All claimants are entitled to claim for their past treatment, rehabilitation, care and associated expenses, and any lost income resulting from their injuries. Those who will require future treatment, rehabilitation, care or associated services will be awarded costs to cover these expenses, and those whose future earning capacity will be impaired as a result of their injuries will also be compensated. This is as it was under the previous scheme. The new provision relates only to the entitlement to “non-economic loss”, which is restricted to those whose injuries have resulted in a whole person permanent impairment exceeding 10%.

Key issues for orthopaedic surgeons:

  • MAS will recruit two separate panels.
  • The “MAS Disputes Panel” will assess disputes about treatment. Applications for appointment to this panel are currently being sought from surgeons who are involved in providing treatment.
  • The “MAS Impairment Assessment Panel” will determine whether permanent impairment exceeds the 10% threshold, in cases which are disputed and referred to MAS. This panel will not be recruited until next year.
  • There is no intention to prescribe or sanction particular treatment regimes.
  • Treatment issues will only be determined by MAS where an application has been made by a claimant or an insurer and there is a dispute as to whether specified treatments or services are reasonable and necessary, or whether they are related to the accident.
  • Such issues will be determined by mediation or by referral to an appropriate expert from the MAS panel, who will review all available information and examine the claimant before making a decision on the specific issue in dispute.
  • Panel appointees have been approved by the relevant professional bodies and endorsed by a committee of lawyers, barristers and solicitors as being highly qualified, esteemed within their profession, impartial and independent.
  • Decisions made by panel assessors will be accompanied by a full report outlining all findings and the reasons for the decision, which will be available to both parties.
  • Insurers and solicitors will still request opinions from medico-legal specialists as in the past. However there will be less need to obtain multiple opinions and in the majority of cases, doctors will not be called to court to give evidence.

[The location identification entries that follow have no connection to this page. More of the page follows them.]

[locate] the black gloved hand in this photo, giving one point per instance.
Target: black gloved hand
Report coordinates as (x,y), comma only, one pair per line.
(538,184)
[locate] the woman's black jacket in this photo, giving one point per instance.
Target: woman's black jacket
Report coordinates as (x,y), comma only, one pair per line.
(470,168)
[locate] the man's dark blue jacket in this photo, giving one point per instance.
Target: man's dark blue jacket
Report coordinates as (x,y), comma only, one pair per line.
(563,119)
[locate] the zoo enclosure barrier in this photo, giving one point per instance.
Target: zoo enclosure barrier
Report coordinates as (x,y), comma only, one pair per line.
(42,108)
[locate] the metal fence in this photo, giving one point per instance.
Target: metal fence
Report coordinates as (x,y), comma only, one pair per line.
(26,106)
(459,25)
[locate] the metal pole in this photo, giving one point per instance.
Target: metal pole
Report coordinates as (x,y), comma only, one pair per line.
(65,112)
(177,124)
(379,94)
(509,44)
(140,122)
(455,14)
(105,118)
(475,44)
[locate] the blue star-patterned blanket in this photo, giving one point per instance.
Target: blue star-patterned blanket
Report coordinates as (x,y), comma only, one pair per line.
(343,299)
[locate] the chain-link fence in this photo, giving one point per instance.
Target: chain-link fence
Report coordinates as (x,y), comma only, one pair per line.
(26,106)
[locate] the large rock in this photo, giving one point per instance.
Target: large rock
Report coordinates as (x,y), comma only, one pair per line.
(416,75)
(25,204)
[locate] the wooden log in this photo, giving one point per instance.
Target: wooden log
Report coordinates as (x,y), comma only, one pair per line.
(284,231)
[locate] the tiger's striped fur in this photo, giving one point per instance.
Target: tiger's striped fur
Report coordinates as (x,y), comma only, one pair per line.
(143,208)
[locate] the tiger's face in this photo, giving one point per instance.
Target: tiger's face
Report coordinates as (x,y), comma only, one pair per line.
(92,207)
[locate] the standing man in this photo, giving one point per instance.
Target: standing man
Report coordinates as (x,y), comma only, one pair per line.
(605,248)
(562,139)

  • Claimants who are assessed as having injuries which do not exceed 10% whole person permanent impairment are still entitled to claim for past and future treatment, rehabilitation, care and support services, and for past and future wage loss or loss of earning capacity.
  • Claimants who are assessed as having injuries which do exceed 10% whole person permanent impairment may argue their case regarding their pain and suffering ­the amount of the award does not depend on the actual percentage permanent impairment.
  • MAS will determine whether a claimant’s injuries exceed the 10% permanent impairment threshold only in cases where this is disputed.
  • These determinations will be made by expert clinicians in an appropriate speciality who have completed training and passed an assessment of their competence in the required methods of assessment.
  • Registrations are currently being taken for training courses in the approved method of assessment, to be run in November 2000 and in February, March and May 2001.